Inasmuch as the nation was viewed as a single economic unit, it followed that a nation’s gain from international trade was measured in terms of a net gain in specie, or coined money. Domestic trade, which circulated money and commodities within a nation, was regarded as advantageous to private interests, but not to the nation as a whole, because it did nothing to augment the total amount of wealth. Wealth could be increased only through foreign trade and only when the total value of a nation’s exports exceeded the value of its imports, thereby resulting in a net gain of specie through payments from other countries.
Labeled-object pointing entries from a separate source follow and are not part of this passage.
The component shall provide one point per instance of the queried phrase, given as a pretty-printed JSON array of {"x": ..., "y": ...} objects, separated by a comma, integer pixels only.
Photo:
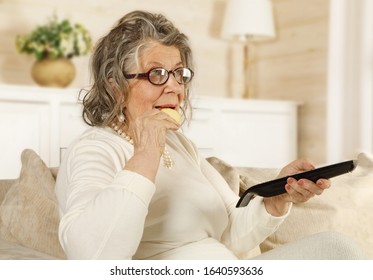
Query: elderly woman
[{"x": 132, "y": 186}]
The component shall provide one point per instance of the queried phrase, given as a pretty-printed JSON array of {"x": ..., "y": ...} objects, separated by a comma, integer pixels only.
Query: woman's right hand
[{"x": 148, "y": 132}]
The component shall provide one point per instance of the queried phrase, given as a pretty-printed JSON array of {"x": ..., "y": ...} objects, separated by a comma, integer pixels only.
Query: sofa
[{"x": 29, "y": 213}]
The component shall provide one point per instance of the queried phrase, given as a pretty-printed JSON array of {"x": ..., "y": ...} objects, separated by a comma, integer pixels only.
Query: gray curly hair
[{"x": 117, "y": 52}]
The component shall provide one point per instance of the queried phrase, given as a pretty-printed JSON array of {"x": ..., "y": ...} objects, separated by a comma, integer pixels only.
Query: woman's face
[{"x": 143, "y": 95}]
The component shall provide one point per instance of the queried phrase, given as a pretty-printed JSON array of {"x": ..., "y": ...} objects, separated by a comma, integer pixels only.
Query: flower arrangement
[{"x": 56, "y": 39}]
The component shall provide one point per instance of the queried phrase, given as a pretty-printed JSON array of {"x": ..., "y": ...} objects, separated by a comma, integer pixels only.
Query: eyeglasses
[{"x": 159, "y": 76}]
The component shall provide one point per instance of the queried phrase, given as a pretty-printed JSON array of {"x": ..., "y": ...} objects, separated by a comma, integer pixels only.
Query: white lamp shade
[{"x": 248, "y": 20}]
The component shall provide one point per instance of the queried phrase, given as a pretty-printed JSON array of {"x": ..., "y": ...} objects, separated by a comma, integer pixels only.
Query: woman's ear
[{"x": 117, "y": 94}]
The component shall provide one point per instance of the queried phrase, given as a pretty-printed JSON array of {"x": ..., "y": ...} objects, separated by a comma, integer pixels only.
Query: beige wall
[{"x": 291, "y": 67}]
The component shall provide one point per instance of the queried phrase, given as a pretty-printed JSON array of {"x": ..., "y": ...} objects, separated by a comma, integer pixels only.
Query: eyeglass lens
[{"x": 160, "y": 76}]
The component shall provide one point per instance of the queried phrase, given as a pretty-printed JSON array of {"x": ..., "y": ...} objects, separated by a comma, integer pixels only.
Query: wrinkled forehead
[{"x": 157, "y": 55}]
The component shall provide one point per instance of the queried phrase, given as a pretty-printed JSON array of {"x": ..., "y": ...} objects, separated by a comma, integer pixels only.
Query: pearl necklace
[{"x": 167, "y": 160}]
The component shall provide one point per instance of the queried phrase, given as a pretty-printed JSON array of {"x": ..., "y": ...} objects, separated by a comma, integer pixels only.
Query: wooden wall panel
[{"x": 292, "y": 66}]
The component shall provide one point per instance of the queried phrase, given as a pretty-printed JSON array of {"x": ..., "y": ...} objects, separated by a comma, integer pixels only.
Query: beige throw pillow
[{"x": 29, "y": 212}]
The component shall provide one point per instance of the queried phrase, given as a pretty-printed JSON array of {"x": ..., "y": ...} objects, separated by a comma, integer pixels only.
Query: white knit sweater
[{"x": 189, "y": 213}]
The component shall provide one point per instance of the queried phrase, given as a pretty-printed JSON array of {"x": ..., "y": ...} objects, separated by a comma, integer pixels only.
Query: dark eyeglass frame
[{"x": 173, "y": 72}]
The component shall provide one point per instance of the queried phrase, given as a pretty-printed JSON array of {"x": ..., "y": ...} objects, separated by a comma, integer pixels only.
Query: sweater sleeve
[
  {"x": 103, "y": 207},
  {"x": 248, "y": 226}
]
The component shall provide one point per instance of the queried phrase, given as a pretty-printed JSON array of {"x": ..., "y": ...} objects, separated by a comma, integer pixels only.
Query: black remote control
[{"x": 277, "y": 186}]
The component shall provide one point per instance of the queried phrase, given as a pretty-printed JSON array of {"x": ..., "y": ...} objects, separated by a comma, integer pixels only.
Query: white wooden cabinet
[{"x": 241, "y": 132}]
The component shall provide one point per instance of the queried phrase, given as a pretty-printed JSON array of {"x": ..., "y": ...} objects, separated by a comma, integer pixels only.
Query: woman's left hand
[{"x": 296, "y": 190}]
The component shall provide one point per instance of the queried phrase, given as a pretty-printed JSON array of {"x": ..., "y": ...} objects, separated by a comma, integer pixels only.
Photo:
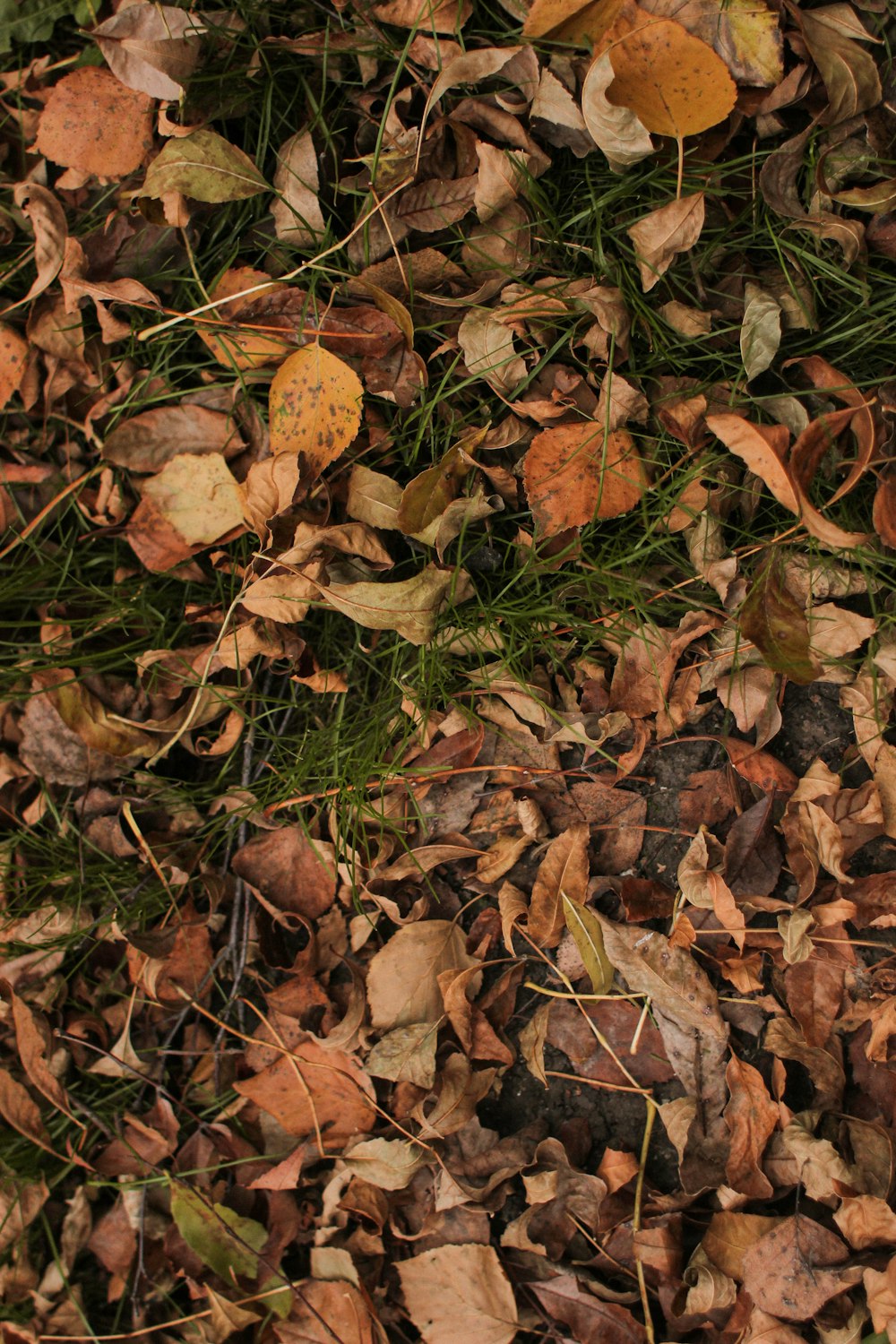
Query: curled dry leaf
[
  {"x": 460, "y": 1292},
  {"x": 13, "y": 352},
  {"x": 575, "y": 473},
  {"x": 94, "y": 124},
  {"x": 151, "y": 47},
  {"x": 616, "y": 131},
  {"x": 664, "y": 233},
  {"x": 314, "y": 406},
  {"x": 297, "y": 211},
  {"x": 402, "y": 983},
  {"x": 562, "y": 875}
]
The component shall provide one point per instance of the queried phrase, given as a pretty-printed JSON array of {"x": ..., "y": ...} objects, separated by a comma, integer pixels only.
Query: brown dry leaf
[
  {"x": 866, "y": 1220},
  {"x": 96, "y": 125},
  {"x": 665, "y": 233},
  {"x": 47, "y": 218},
  {"x": 563, "y": 873},
  {"x": 314, "y": 1089},
  {"x": 297, "y": 211},
  {"x": 13, "y": 352},
  {"x": 150, "y": 441},
  {"x": 410, "y": 607},
  {"x": 616, "y": 131},
  {"x": 325, "y": 1309},
  {"x": 575, "y": 473},
  {"x": 590, "y": 1319},
  {"x": 788, "y": 1271},
  {"x": 293, "y": 871},
  {"x": 751, "y": 1117},
  {"x": 460, "y": 1292},
  {"x": 673, "y": 82},
  {"x": 152, "y": 48},
  {"x": 198, "y": 496},
  {"x": 402, "y": 981},
  {"x": 314, "y": 405},
  {"x": 849, "y": 73}
]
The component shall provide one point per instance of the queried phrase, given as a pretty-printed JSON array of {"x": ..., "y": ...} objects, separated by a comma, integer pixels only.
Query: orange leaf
[
  {"x": 573, "y": 475},
  {"x": 94, "y": 124},
  {"x": 314, "y": 408},
  {"x": 672, "y": 81}
]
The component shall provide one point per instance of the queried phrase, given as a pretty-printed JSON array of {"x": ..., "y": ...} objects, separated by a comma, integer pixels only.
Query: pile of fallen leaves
[{"x": 500, "y": 1042}]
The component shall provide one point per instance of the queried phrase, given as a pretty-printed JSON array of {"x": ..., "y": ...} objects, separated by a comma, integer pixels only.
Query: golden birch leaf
[{"x": 314, "y": 408}]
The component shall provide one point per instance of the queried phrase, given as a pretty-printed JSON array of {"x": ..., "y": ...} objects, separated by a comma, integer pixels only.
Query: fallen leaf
[
  {"x": 13, "y": 352},
  {"x": 759, "y": 332},
  {"x": 788, "y": 1271},
  {"x": 293, "y": 871},
  {"x": 199, "y": 497},
  {"x": 575, "y": 473},
  {"x": 314, "y": 1089},
  {"x": 402, "y": 981},
  {"x": 150, "y": 441},
  {"x": 563, "y": 875},
  {"x": 297, "y": 211},
  {"x": 314, "y": 405},
  {"x": 665, "y": 233},
  {"x": 616, "y": 131},
  {"x": 222, "y": 1238},
  {"x": 410, "y": 607},
  {"x": 460, "y": 1292},
  {"x": 590, "y": 1319},
  {"x": 775, "y": 623},
  {"x": 589, "y": 938},
  {"x": 673, "y": 82},
  {"x": 91, "y": 123},
  {"x": 204, "y": 167},
  {"x": 152, "y": 48}
]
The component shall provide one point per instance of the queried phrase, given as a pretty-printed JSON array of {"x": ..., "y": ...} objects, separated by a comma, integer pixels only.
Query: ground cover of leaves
[{"x": 447, "y": 774}]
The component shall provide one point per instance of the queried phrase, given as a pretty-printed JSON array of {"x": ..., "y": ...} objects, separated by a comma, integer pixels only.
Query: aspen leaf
[
  {"x": 673, "y": 82},
  {"x": 664, "y": 233},
  {"x": 13, "y": 351},
  {"x": 314, "y": 406},
  {"x": 94, "y": 124},
  {"x": 573, "y": 476}
]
It is important to keep this point in mind if we are to appreciate Adam Smith’s devastating critique of mercantilism in Book IV of the Wealth of Nations. Smith has been widely criticized for supposedly misrepresenting his mercantilist adversaries. We are told that, contrary to Smith’s inaccurate caricature, the more sophisticated mercantilists did not commit the crude fallacy of equating wealth with money. Smith, however, was not guilty of this misrepresentation. On the contrary, he expressly noted that, according to some of the better mercantilists, “the wealth of a country consists, not in its gold and silver only, but in its land, houses, and consumable goods of all different kinds.” But as Smith goes on to point out, and this notion is the core of his critique, this more sophisticated theory of wealth is inconsistent with the balance of trade doctrine. According to this latter theory, a favorable balance of trade is required for a net increase in a nation’s wealth, but there is no way to measure this favorable balance except in terms of money.

It follows, as Smith pointed out, that mercantilists cannot have it both ways. They cannot repudiate the crude theory that identifies wealth with money while insisting that a nation can increase its wealth only through the importation of money attained through a favorable balance of trade.

Further Readings

Cole, Thomas Woolsey. Colbert and a Century of French Mercantilism. 2 vols. New York: Columbia University Press, 1939.
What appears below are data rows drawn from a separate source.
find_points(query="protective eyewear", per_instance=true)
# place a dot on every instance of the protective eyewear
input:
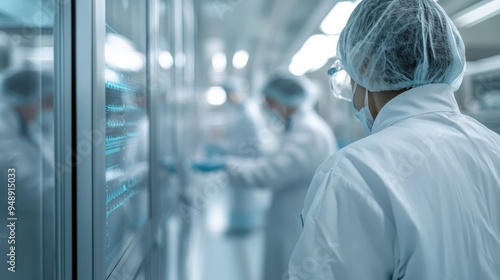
(340, 81)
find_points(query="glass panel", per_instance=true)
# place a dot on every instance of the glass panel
(26, 140)
(127, 126)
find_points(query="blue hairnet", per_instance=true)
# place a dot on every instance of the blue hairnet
(287, 90)
(399, 44)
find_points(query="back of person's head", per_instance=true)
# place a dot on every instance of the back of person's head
(399, 44)
(287, 90)
(24, 87)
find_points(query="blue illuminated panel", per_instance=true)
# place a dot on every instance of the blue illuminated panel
(127, 151)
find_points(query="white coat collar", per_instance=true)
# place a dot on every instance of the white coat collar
(417, 101)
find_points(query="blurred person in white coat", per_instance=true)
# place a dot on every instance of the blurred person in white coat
(25, 99)
(419, 197)
(305, 142)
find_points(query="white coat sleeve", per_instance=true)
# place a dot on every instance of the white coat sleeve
(346, 234)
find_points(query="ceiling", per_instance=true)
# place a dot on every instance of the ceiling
(272, 31)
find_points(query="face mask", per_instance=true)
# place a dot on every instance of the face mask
(364, 116)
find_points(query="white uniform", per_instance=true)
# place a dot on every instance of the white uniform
(288, 172)
(34, 199)
(418, 199)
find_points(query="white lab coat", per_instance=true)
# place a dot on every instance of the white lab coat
(34, 196)
(418, 199)
(288, 172)
(241, 139)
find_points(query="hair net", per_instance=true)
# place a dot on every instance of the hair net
(25, 87)
(398, 44)
(287, 90)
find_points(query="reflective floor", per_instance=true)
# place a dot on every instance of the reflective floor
(229, 255)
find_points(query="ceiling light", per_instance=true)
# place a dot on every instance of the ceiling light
(219, 62)
(314, 54)
(216, 96)
(477, 13)
(337, 18)
(240, 59)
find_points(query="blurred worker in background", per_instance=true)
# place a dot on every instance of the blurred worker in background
(25, 99)
(305, 142)
(419, 197)
(243, 121)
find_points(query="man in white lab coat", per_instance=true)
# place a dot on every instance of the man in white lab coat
(25, 162)
(419, 197)
(305, 142)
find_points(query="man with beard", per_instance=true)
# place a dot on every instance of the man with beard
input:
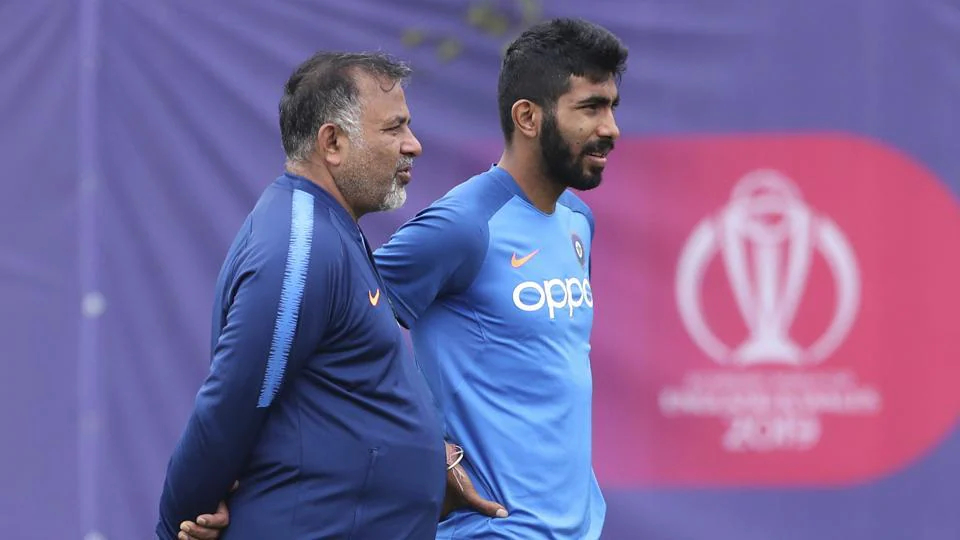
(495, 279)
(312, 401)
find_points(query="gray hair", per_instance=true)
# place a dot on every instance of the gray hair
(323, 90)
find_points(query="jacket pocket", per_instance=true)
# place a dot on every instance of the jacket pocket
(364, 490)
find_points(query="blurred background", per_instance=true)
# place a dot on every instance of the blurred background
(776, 350)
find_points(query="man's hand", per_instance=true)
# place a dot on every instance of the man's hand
(207, 526)
(460, 491)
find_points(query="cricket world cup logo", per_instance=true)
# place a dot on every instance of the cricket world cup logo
(767, 237)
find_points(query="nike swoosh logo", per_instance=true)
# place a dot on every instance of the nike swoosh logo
(518, 262)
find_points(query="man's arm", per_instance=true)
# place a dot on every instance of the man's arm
(437, 253)
(274, 294)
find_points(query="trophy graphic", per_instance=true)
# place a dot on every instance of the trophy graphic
(767, 237)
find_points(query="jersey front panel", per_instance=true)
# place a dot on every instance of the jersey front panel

Ekelund, Robert B., and Robert D. Tollison. Politicized Economies: Monarchy, Monopoly, and Mercantilism. College Station: Texas A&M University Press, 1997.

Heckscher, Eli. Mercantilism. Mendel Shapiro, trans. 2 vols. New York: Macmillan, 1962.

Mun, Thomas. “England’s Treasure by Foreign Trade.” The Western Tradition. Vol. 2. 4th ed. Eugen Weber, ed. Lexington: D.C. Heath, 1990.

Smith, Adam. The Wealth of Nations. Book V. Indianapolis, IN: Liberty Fund, 1981.